The Navy is the last of the three wings of the armed forces in the country to allow permanent commission for women. While the Army and the IAF allow permanent commission for women, the Navy had limited women officers only to the Short Service Commission of 14 years.
“Recognising the importance of providing equal opportunities to women officers, seven women officers from the batch of Short Service Commission officers of the education branch and the naval constructor cadre, who joined the force in 2008-09, have been granted permanent commission,” a statement issued by the Navy said. It added that the Navy is also finalising a policy for women officers to serve on select warships that have appropriate facilities for women. Defence sources said the women officers will have to meet a few conditions for permanent commission such as medical fitness and a good annual confidential report. The women officers will also have to opt for permanent commission as this will not be an automatic route.

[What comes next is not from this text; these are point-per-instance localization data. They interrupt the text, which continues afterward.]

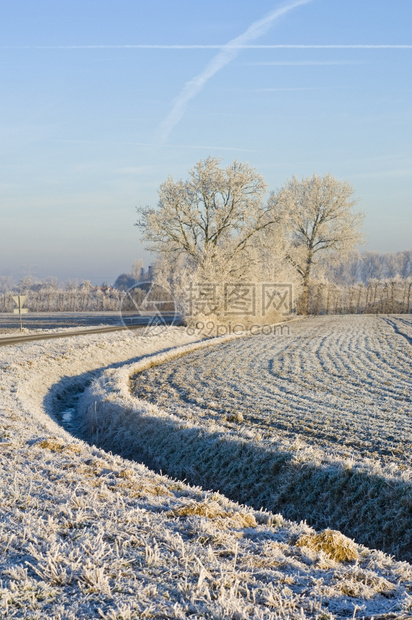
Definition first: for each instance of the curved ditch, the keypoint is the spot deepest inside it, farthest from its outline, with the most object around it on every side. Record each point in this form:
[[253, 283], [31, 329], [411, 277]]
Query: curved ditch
[[361, 501]]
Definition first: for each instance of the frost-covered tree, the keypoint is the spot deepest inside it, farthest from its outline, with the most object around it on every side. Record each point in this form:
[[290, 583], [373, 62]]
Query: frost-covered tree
[[318, 218], [211, 219]]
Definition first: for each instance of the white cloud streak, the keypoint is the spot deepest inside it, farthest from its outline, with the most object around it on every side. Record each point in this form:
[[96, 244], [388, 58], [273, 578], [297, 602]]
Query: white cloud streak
[[301, 63], [201, 46], [227, 53]]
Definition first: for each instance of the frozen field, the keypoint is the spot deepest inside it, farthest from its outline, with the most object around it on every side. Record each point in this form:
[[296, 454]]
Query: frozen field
[[88, 534], [10, 323], [340, 383]]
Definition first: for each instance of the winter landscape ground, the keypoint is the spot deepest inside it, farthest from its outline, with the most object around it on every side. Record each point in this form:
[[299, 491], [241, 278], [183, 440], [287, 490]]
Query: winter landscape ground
[[87, 533]]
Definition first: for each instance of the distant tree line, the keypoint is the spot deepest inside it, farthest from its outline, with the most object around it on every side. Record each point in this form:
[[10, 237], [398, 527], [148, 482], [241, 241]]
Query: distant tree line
[[389, 296]]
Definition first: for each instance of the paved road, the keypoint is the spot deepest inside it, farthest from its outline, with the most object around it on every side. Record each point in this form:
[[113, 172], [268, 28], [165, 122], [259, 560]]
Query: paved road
[[138, 323]]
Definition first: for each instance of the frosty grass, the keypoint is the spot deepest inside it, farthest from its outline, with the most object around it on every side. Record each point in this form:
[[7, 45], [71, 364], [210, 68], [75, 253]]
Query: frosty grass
[[88, 534]]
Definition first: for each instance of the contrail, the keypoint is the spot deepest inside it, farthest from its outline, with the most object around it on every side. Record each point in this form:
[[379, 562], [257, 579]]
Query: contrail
[[202, 46], [227, 53]]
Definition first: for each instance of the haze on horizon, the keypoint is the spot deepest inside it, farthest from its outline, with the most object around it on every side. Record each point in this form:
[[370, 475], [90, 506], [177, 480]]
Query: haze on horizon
[[102, 102]]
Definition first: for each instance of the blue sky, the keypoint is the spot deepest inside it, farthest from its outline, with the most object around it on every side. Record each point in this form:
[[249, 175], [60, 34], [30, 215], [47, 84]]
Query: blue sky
[[95, 114]]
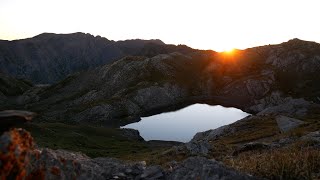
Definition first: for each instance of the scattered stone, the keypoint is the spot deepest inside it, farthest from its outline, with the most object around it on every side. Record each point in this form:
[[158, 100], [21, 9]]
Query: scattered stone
[[252, 146], [286, 124]]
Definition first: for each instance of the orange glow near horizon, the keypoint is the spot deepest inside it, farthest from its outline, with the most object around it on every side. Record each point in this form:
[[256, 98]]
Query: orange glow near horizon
[[213, 24]]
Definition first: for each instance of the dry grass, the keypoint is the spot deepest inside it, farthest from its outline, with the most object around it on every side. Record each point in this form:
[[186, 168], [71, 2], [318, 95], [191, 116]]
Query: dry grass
[[285, 163]]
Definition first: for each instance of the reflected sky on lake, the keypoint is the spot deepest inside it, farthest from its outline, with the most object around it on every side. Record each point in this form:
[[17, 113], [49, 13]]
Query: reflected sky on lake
[[183, 124]]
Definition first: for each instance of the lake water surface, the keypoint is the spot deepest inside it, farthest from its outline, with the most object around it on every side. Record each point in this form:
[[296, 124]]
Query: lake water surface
[[183, 124]]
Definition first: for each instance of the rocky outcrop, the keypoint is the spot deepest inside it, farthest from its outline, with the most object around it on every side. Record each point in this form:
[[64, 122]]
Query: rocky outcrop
[[14, 118], [276, 104], [209, 135], [131, 134], [252, 146]]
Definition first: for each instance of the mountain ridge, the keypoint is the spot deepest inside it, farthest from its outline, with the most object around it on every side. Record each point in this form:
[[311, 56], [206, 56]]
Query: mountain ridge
[[49, 57]]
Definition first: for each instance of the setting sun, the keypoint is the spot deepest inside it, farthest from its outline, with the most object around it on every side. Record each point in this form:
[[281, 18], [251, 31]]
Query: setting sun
[[229, 51]]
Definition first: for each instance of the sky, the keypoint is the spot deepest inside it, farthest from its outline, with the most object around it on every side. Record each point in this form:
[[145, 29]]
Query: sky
[[203, 24]]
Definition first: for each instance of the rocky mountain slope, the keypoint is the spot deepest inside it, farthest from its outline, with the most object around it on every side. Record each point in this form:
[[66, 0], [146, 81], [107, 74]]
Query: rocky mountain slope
[[278, 84], [48, 57]]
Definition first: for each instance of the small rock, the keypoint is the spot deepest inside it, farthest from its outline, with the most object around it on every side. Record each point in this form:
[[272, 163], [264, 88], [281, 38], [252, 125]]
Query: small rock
[[286, 124]]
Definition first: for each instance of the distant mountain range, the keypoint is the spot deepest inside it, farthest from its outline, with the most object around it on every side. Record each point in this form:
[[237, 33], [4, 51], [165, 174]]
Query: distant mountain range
[[48, 57]]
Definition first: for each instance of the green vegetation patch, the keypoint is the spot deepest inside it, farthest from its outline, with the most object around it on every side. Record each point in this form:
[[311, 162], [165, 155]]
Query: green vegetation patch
[[93, 141]]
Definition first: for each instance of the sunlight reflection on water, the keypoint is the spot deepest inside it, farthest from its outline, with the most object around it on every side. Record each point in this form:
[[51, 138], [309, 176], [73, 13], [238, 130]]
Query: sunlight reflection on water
[[183, 124]]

The Navy statement also mentioned that additional avenues for employment of women officers will be opened up.
“Starting in 2017, women officers can choose to join as pilots of Maritime Reconnaissance planes viz. Boeing P8I, Dornier, etc, as also in the Naval Armament Inspectorate cadre. Thus, a total of eight branches/cadres will be opened for women officers in the Navy,” the statement said.
Branches in which women officers can be given permanent commission include education, law, air traffic control, logistics, observers, pilots and naval constructors.
Earlier, based on a government order in 2008, the Navy had decided to grant such commission only to women who joined after that year and that too only in education, law and naval architecture branches.
A separate case filed by a group of women who had retired after their Short Service Commission ended in 2006 is pending before the Supreme Court.